Together, we’ll be working on promoting driver-partner opportunities for people who are Deaf or hard of hearing and sharing best practices and technology that contributes to improved communication.
The partnership includes:
- promoting driver-partner opportunities for people who are Deaf or hard of hearing
- developing new features, and sharing best practices and technology that contribute to improved communication between the driver and client
- introducing a new Uber “CHS First Ride Free” program that gives Deaf and hard of hearing clients a $20 discount on their first ride
- launching a promotion September 26-29 that will see $1 from every uberWAV and uberASSIST ride taken in Canada to be donated to the CHS
Julia Dumanian, President and CEO of the Canadian Hearing Society, explained why they’re so excited about the partnership: “Uber has incorporated accessible technology for Deaf and hard of hearing people directly into their app, providing unprecedented access for the Deaf community to have gainful employment by driving with and using Uber as a service.” She added, “Today, we are celebrating this announcement and how it will help increase accessibility and communication between Deaf, hard of hearing, and hearing people.”

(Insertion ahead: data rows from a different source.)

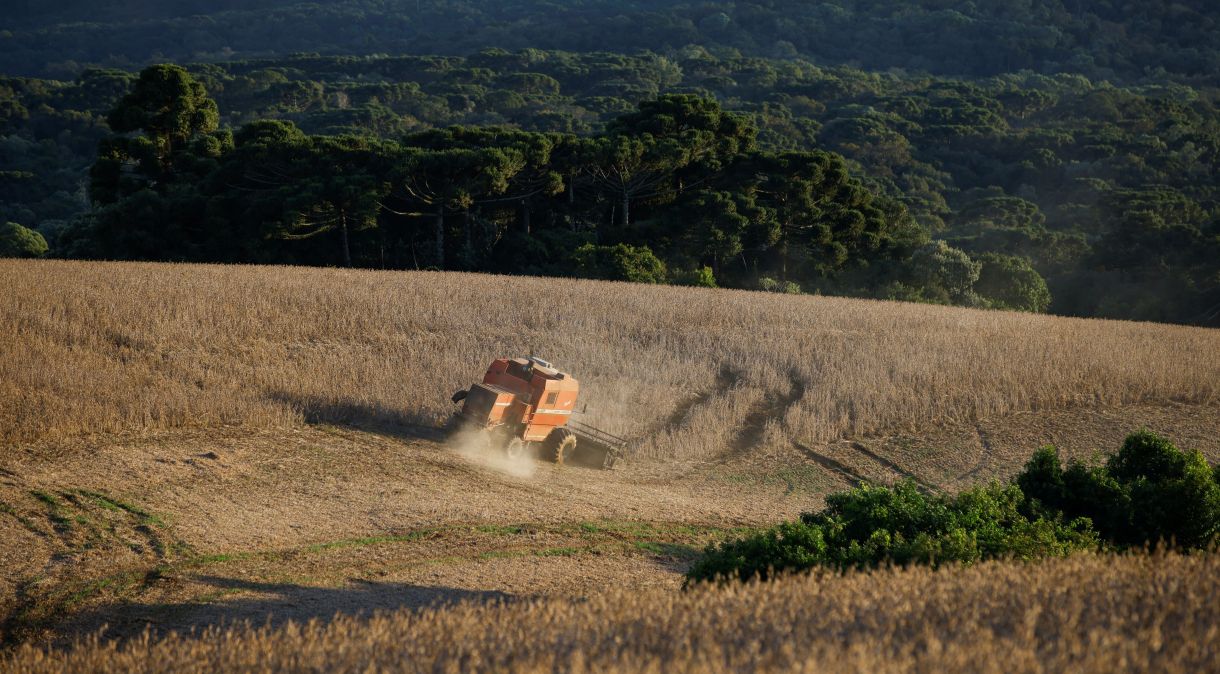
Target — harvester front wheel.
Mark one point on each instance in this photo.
(560, 445)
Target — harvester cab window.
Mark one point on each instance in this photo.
(520, 371)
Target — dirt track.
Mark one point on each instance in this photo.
(183, 530)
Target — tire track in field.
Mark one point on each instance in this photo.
(919, 482)
(986, 453)
(726, 380)
(754, 425)
(838, 468)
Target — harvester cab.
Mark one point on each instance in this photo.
(523, 407)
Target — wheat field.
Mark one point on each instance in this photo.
(127, 348)
(1132, 613)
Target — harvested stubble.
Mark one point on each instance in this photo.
(1132, 613)
(106, 347)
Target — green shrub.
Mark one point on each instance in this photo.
(772, 286)
(700, 277)
(1011, 282)
(1149, 491)
(620, 263)
(870, 525)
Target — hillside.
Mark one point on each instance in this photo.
(190, 445)
(1104, 192)
(1110, 40)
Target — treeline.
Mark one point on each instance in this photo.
(675, 192)
(1110, 194)
(1148, 493)
(1102, 39)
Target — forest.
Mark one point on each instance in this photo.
(1035, 182)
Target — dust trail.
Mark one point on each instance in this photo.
(477, 448)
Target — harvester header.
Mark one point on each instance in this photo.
(525, 405)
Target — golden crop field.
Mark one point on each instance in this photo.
(121, 348)
(1087, 614)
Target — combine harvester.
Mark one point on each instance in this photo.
(523, 407)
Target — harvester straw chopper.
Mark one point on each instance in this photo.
(523, 407)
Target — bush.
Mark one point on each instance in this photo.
(772, 286)
(1149, 491)
(21, 242)
(700, 277)
(869, 526)
(1010, 282)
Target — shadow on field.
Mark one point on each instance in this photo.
(399, 423)
(233, 602)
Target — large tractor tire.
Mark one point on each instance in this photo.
(560, 445)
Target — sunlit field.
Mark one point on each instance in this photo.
(98, 348)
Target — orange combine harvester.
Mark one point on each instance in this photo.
(525, 407)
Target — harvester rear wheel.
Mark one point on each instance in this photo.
(560, 445)
(516, 448)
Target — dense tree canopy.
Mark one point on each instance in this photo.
(1068, 194)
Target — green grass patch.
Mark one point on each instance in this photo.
(500, 530)
(28, 524)
(111, 503)
(677, 551)
(59, 514)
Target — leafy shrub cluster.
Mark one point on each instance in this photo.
(1149, 491)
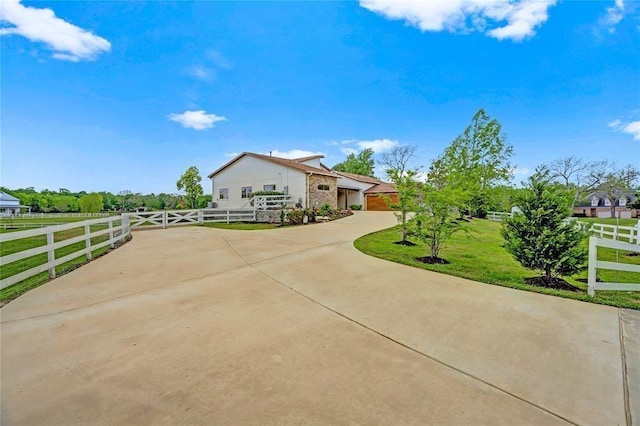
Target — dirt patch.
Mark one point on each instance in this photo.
(405, 243)
(433, 260)
(557, 283)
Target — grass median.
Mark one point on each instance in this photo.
(480, 256)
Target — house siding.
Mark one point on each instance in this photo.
(255, 172)
(318, 197)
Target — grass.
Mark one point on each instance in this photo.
(241, 226)
(609, 221)
(9, 293)
(480, 256)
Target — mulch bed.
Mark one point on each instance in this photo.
(405, 243)
(433, 260)
(557, 283)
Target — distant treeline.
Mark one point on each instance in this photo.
(65, 201)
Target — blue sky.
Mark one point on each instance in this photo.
(109, 95)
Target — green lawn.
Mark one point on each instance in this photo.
(480, 256)
(14, 246)
(610, 221)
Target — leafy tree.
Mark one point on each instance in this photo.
(90, 203)
(360, 164)
(190, 182)
(398, 172)
(539, 238)
(435, 220)
(474, 163)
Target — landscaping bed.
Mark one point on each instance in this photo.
(480, 256)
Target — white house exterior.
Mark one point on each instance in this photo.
(10, 205)
(309, 182)
(304, 179)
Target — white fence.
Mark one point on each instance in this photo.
(630, 234)
(594, 264)
(50, 215)
(115, 232)
(168, 218)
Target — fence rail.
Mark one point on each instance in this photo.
(106, 226)
(595, 264)
(168, 218)
(50, 215)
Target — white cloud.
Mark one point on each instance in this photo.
(198, 120)
(378, 145)
(219, 60)
(203, 73)
(293, 153)
(500, 19)
(631, 128)
(69, 42)
(613, 16)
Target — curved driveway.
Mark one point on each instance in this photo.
(295, 326)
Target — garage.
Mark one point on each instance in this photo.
(375, 197)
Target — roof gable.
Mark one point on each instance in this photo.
(294, 164)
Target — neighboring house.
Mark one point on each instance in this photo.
(10, 205)
(309, 182)
(600, 206)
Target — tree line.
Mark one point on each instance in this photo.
(473, 176)
(65, 201)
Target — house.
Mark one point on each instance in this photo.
(365, 191)
(309, 182)
(598, 205)
(10, 205)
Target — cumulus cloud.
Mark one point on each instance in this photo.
(632, 128)
(202, 72)
(500, 19)
(353, 146)
(69, 42)
(293, 153)
(198, 120)
(613, 15)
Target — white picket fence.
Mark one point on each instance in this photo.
(630, 234)
(498, 216)
(595, 264)
(50, 215)
(168, 218)
(116, 232)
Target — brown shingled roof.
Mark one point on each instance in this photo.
(294, 164)
(384, 187)
(359, 178)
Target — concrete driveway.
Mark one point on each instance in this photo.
(295, 326)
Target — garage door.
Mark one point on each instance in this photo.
(376, 203)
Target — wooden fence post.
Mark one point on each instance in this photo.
(112, 243)
(593, 258)
(51, 255)
(87, 241)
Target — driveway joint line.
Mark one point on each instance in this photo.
(625, 383)
(425, 355)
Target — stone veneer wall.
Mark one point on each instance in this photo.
(319, 197)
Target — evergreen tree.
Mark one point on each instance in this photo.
(538, 237)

Deaf and hard of hearing drivers have already proven to be tremendous partners, providing more rides per month on average than other drivers.
“I get to meet new and interesting riders all the time and drive for people who have never interacted with the Deaf community before,” said Shafiul Hoque, a Deaf Toronto-based driver-partner who has completed more than 1000 trips with Uber. “Plus, I’m able to make money in a flexible way so I can pursue my other passions, like spending time with my family, playing with my two young children and going on vacation.”
Our research team has worked closely with Deaf and hard of hearing drivers to better understand the challenges they face and how we can improve their experience. We recently added the ability for partners to self-identify as Deaf or hard of hearing in the partner app, which unlocks the following features for drivers and their riders:
- Flashing trip request. The driver’s app signals a new trip request with a flashing light instead of the usual audio notification, making it easier for partners to notice when there’s a new opportunity to give someone a ride.
- Text-only communication with riders. The app disables the rider’s ability to call a Deaf or hard of hearing partner — instead they are directed to text their driver if they need to communicate with them. Partners who use this setting are less likely to have rides cancelled after a failed phone call.
- Riders are notified the driver is Deaf or hard of hearing. A message appears letting the rider know that their driver is Deaf or hard of hearing.
- Additional prompt for rider destination. Once a driver-partner accepts a ride, the rider will be prompted to enter their destination in advance rather than telling the driver and asking them to enter the destination manually. The app can then provide turn-by-turn directions for the driver.
To celebrate our new partnership with CHS, we participated in their annual International Week of the Deaf event “Creating an Accessible World.”